Hello,
please help me,
Show that the right circular cone of least curved surface and given volume has an altitude equal to 2^(1/2) time the radius of the base?
[1] $\displaystyle V_{cone}=\dfrac13 \pi r^2 \cdot h$ Volume of the cone
[2] $\displaystyle a=\pi r s~\implies~a = \pi r \sqrt{r^2+h^2}$ Area of the curved surface.

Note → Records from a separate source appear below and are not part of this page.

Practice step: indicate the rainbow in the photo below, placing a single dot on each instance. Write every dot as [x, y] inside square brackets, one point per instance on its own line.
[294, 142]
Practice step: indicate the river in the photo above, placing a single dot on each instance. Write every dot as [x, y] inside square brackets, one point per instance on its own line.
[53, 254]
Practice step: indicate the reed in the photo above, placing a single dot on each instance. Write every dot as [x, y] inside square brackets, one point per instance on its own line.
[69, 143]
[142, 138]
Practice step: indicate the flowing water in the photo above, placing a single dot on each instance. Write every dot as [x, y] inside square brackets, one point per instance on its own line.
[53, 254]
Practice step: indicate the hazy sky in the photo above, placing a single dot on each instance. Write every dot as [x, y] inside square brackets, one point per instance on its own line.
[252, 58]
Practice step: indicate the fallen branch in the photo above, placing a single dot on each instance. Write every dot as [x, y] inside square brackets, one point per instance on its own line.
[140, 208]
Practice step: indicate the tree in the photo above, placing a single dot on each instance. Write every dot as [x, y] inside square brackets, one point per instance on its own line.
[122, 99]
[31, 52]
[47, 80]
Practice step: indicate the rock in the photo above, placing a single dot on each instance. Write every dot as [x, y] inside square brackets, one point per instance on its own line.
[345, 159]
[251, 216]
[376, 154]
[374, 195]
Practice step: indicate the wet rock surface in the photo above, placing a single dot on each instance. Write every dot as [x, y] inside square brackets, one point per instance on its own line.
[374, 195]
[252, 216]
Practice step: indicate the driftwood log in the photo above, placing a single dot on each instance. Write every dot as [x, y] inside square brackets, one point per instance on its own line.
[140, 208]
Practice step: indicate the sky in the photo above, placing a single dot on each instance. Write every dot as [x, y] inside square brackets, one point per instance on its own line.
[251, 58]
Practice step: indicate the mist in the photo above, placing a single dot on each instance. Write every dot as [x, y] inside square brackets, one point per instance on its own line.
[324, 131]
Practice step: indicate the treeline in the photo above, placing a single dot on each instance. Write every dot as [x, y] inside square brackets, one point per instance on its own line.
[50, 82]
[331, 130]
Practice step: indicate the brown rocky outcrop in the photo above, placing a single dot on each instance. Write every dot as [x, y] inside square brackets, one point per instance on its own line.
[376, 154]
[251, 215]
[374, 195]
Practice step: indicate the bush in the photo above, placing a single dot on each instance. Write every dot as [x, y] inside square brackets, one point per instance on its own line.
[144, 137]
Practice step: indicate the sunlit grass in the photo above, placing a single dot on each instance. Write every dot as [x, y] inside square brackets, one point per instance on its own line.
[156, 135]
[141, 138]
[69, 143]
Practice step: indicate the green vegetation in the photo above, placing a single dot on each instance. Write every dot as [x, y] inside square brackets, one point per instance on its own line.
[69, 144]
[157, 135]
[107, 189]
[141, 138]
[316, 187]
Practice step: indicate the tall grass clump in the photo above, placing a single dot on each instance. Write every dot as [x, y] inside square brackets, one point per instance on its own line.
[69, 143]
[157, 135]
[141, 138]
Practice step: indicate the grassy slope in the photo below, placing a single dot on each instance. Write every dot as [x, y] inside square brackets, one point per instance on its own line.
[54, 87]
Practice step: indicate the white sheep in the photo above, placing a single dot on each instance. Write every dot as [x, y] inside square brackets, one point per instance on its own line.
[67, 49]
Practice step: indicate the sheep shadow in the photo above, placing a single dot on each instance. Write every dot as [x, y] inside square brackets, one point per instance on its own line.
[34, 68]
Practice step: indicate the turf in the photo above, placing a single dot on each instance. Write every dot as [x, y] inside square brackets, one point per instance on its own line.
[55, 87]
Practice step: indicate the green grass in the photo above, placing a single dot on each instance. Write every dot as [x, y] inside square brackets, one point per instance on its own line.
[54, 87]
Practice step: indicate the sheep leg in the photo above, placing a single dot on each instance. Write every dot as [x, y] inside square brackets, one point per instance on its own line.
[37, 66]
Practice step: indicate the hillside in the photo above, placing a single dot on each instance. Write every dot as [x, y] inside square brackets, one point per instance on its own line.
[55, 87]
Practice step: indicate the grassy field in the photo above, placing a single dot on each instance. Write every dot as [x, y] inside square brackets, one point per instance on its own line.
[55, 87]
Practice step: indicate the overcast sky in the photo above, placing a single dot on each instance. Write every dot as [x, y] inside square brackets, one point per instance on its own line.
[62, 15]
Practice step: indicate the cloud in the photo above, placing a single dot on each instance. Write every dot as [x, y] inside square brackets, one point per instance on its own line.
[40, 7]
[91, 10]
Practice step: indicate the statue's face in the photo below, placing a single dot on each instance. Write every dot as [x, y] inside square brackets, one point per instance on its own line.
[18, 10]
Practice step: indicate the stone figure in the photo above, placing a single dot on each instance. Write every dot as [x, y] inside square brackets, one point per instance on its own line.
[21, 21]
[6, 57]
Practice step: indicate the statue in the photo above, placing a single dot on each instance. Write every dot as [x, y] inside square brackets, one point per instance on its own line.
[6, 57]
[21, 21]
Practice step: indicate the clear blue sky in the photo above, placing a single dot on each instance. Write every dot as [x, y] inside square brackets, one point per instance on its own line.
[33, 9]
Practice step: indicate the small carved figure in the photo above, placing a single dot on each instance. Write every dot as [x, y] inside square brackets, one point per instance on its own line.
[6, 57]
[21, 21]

Solve [1] for r and plug in this term into [2]:
$\displaystyle a(h)= \dfrac{\sqrt{3V}}{\sqrt{h}} \cdot \sqrt{\dfrac{\pi h^3 + 3V}{h}}$
Now differentiate a wrt h (V is a constant!). You'll get:
$\displaystyle a'(h)=\dfrac{(\pi h^3-6V)\sqrt{3V}\cdot \sqrt{\dfrac{\pi h^3 + 3V}{h}}}{2h^{\frac32}(\pi h^3+3V)}$
Solve a'(h) = 0 for h. This is obviously only possible if
$\displaystyle \pi h^3-6V = 0$
Solve for h. Substitute V by the term of [1] and solve for h again. You'll get
$\displaystyle h^2 = 2 r^2~\implies~\boxed{\dfrac hr = \sqrt{2}}$
Remark: Especially the differentiation of a is really horrible. So I hope for you that someone knows a simpler, shorter way to solve the question.